I hope you enjoy The Transom, and that you’ll consider upgrading your subscription to paid to never miss an edition.
The San Francisco Doom Loop
On Market, near 6th, a security guard stood in front of Blick art supply. He’d just ejected a man who had been smoking fentanyl inside the store, a man his bosses suggested he should refer to as “an unhoused guest.”
The guard, who described himself to me as “a cis white male who stands six feet tall,” had previously worked security one block east at the Anthropologie. But that, he said, was just for show. He wasn’t even supposed to try to stop shoplifters who, at other stores on Market Street, filled up bags, or sometimes even suitcases, with food they needed to feed themselves or their families or merchandise to sell on the black market on Mission Street. But here, the guard told me, his co-workers’ pay depended on sales. His job was to make it tolerable for customers to shop.
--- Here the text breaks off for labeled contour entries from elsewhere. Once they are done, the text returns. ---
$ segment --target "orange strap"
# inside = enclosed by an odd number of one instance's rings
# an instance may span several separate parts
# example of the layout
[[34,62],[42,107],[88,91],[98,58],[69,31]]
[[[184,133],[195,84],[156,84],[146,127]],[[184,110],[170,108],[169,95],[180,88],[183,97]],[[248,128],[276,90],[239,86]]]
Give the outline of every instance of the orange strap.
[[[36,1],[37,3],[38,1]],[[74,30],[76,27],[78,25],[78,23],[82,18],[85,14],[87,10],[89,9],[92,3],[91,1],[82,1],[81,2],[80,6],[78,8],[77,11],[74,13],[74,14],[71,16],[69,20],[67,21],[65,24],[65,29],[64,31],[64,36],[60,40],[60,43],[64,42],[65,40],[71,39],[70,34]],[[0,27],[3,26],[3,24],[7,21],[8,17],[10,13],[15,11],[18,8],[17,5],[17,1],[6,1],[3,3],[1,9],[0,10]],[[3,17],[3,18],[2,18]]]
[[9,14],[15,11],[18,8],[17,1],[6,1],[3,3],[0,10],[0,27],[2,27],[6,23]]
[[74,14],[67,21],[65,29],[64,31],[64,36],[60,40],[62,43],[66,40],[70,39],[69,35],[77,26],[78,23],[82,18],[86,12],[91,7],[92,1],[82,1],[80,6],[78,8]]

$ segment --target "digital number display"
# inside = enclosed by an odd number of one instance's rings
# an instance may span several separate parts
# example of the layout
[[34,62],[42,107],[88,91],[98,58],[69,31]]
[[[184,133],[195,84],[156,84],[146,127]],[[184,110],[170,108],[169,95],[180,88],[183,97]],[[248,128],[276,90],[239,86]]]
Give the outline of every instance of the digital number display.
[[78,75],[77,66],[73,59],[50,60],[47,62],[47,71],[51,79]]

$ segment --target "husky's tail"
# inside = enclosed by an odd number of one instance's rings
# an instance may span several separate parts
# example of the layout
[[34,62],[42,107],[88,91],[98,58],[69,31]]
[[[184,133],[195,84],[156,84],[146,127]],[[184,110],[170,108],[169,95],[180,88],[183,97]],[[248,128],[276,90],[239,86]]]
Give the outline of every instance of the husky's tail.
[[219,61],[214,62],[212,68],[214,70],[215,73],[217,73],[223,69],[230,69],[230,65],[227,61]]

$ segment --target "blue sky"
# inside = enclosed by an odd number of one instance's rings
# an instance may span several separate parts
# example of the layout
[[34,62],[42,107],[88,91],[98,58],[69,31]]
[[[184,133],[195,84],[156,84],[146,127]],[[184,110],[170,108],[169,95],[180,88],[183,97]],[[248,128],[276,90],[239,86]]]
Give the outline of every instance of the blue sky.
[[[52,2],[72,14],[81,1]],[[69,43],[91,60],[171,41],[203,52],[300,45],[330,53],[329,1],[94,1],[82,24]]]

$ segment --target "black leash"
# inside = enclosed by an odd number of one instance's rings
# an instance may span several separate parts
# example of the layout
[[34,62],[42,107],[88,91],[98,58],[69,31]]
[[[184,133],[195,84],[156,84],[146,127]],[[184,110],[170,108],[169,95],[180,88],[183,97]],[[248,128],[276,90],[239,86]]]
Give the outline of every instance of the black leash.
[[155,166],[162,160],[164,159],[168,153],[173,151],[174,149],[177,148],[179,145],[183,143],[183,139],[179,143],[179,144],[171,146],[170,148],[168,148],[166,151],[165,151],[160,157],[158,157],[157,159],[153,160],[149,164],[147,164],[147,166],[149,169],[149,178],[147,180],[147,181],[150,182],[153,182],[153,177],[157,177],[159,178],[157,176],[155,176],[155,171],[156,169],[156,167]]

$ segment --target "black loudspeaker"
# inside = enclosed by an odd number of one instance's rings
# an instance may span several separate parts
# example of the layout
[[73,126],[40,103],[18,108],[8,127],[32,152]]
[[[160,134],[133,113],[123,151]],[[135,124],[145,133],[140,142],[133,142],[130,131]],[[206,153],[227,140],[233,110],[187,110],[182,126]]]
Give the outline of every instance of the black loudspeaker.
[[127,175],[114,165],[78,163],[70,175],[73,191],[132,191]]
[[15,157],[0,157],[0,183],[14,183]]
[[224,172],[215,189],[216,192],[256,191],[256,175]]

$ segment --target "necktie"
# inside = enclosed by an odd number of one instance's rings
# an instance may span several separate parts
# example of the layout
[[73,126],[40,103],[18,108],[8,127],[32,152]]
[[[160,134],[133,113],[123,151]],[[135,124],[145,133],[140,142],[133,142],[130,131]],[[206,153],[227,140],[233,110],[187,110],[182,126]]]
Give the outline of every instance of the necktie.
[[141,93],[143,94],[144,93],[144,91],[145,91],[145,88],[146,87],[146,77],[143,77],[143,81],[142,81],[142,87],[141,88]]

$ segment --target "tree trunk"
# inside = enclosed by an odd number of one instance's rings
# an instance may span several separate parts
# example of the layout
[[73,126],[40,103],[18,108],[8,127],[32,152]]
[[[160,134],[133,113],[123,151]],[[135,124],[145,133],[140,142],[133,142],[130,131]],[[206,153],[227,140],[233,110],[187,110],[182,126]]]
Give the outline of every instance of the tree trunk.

Elsewhere in San Francisco, wisteria was blooming, crazy fragrant blooms, like lilac on MDMA. At Ocean Beach, runners stopped to marvel at an osprey hovering over the surfers. In Hayes Valley, recently rebranded Cerebral Valley, 20-somethings filled the AI hacker houses, eager to have the classic SF experience: getting rich while thinking they were saving the world. But none of that beauty, none of that wealth, was the guard’s reality. This stretch of Market Street was this three-block zone, four lanes wide, where he stood, alone, from 10 a.m. to 7 p.m., five days a week. The job was taking a toll.
A note to my fellow San Franciscians: I’m sorry. I know. There’s always some story in the east-coast press about how our city is dying. San Franciscians hate—HATE—these pieces. You’re a stooge and a traitor for writing one. When I set out reporting, I wanted to write a debunking-the-doom piece myself. Yet to live in San Francisco right now, to watch its streets, is to realize that no one will catch you if you fall. In the first three months of 2023, 200 San Franciscans OD’ed, up 41 percent from last year.“It’s like a wasteland,” the guard said when I asked how San Francisco looked to him. “It’s like the only way to describe it. It’s like a video game — like made-up shit. Have you ever played Fallout?”
I shook my head.
“There’s this thing in the game called feral ghouls, and they’re like rotted. They’re like zombies.” There’s only so much pain a person can take before you disintegrate, grow paranoid, or turn numb. “I go home and play with my wife, and we’re like, ‘Ah, hahahaha, this is SF.’”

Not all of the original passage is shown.